Many experts consider the Starbucks apps as the pioneer in the implementation of mobile payments for retail outlets. Who knew that something as innocuous as ordering a cup of coffee can evolve into a profitable digital venture? Transactions on the Starbucks app account for over 50% of all company-owned store transactions in the U.S. What it basically did was replace one part of a lot of American’s routine: waiting in line at cafés.
The people behind Snapchat revealed that their main user demographic of 18-34 years old are “…more likely to follow trends.” This may mean that they are basically teetering on uncertainty, that their users may leave them any moment because they are, by nature fickle-minded. But here they are, with 161 million daily active users by the fourth quarter of 2016. Even if that number steeply declines by the first quarter of 2017, it’s still undeniable that Snapchat has staying power – it’s the daily app of choice for its target demographic. Not just that, but the app’s users are so into it that they open the app more than 18 times a day. All sessions last from 25 to 30 minutes.

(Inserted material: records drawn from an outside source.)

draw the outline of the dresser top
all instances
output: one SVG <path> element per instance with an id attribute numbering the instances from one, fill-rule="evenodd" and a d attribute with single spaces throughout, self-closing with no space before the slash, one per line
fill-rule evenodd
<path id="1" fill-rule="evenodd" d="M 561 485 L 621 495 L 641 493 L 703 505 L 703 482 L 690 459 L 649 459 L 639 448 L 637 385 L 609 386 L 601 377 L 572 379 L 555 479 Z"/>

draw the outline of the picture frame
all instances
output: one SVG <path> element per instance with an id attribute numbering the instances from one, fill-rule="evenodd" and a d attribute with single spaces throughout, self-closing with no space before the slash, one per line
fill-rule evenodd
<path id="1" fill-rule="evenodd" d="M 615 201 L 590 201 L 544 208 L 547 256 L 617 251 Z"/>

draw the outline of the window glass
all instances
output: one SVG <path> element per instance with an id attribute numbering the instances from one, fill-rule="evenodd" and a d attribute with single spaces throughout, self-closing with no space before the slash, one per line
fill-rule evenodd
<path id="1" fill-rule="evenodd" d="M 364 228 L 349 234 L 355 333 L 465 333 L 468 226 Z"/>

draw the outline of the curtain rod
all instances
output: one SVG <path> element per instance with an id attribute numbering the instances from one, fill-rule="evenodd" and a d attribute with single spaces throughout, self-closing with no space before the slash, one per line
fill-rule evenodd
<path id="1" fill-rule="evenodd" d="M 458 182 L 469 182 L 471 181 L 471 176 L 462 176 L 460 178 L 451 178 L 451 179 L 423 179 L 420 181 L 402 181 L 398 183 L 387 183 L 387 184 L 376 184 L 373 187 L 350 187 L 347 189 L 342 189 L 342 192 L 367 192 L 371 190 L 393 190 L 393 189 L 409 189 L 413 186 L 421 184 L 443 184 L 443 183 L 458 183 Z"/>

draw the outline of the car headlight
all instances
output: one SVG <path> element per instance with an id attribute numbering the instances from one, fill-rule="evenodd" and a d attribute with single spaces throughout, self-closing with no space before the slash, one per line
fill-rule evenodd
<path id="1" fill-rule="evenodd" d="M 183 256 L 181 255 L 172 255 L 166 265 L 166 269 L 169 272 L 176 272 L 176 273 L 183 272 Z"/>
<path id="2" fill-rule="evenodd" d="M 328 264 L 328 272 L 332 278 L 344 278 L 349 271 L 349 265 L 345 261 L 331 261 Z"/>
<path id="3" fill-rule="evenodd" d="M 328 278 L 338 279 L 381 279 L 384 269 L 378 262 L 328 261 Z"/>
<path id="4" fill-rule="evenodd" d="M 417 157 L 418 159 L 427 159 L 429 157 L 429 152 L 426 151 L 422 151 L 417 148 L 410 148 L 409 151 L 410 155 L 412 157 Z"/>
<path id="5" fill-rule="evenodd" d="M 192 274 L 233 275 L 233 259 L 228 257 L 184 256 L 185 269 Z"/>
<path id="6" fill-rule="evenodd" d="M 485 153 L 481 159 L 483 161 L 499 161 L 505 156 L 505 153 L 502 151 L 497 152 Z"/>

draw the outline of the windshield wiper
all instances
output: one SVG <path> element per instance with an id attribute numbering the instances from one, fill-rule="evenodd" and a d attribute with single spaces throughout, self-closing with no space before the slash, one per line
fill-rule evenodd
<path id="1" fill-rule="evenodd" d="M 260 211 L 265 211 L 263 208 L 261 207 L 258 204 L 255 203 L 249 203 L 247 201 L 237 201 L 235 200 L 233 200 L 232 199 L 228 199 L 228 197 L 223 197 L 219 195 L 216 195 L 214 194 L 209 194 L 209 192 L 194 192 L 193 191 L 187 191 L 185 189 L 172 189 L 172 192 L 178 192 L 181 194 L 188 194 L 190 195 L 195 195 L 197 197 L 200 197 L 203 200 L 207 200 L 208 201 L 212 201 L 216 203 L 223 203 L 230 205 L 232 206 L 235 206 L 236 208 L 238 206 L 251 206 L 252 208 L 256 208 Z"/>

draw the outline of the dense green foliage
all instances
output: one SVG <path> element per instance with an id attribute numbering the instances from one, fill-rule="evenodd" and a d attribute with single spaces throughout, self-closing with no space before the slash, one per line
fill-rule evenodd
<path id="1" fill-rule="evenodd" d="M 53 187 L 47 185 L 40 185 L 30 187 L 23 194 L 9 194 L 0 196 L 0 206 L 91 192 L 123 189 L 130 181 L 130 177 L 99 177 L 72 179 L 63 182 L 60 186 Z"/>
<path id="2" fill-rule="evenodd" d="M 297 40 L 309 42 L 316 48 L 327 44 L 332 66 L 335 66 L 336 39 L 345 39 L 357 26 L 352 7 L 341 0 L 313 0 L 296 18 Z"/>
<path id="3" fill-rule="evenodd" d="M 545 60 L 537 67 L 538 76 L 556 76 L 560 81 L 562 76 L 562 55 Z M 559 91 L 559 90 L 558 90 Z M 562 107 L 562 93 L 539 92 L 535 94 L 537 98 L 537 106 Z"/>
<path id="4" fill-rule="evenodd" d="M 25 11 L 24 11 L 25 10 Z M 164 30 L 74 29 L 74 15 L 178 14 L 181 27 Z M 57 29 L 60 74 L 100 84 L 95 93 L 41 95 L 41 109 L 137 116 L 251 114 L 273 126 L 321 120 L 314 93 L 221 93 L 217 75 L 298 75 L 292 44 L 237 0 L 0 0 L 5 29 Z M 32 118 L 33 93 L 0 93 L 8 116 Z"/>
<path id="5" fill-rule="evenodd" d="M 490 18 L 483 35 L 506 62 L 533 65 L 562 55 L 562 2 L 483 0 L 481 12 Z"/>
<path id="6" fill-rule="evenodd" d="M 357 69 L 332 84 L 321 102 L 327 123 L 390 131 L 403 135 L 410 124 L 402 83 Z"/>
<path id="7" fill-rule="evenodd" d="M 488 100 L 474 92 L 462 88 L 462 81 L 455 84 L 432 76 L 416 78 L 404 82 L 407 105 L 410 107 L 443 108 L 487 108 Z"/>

The app has a very effective “hook sequence” that its targeted users find very rewarding. It has a certain novelty that other messaging apps cannot provide. The reward of just seeing random “Snaps” is enough for its users to actually replace other modes of communication. A 2014 data on college-age Snapchat users reveal that 37% use the app for “creativity” purposes. About 27% use it to keep in touch and 23% said that it is “easier than texting”.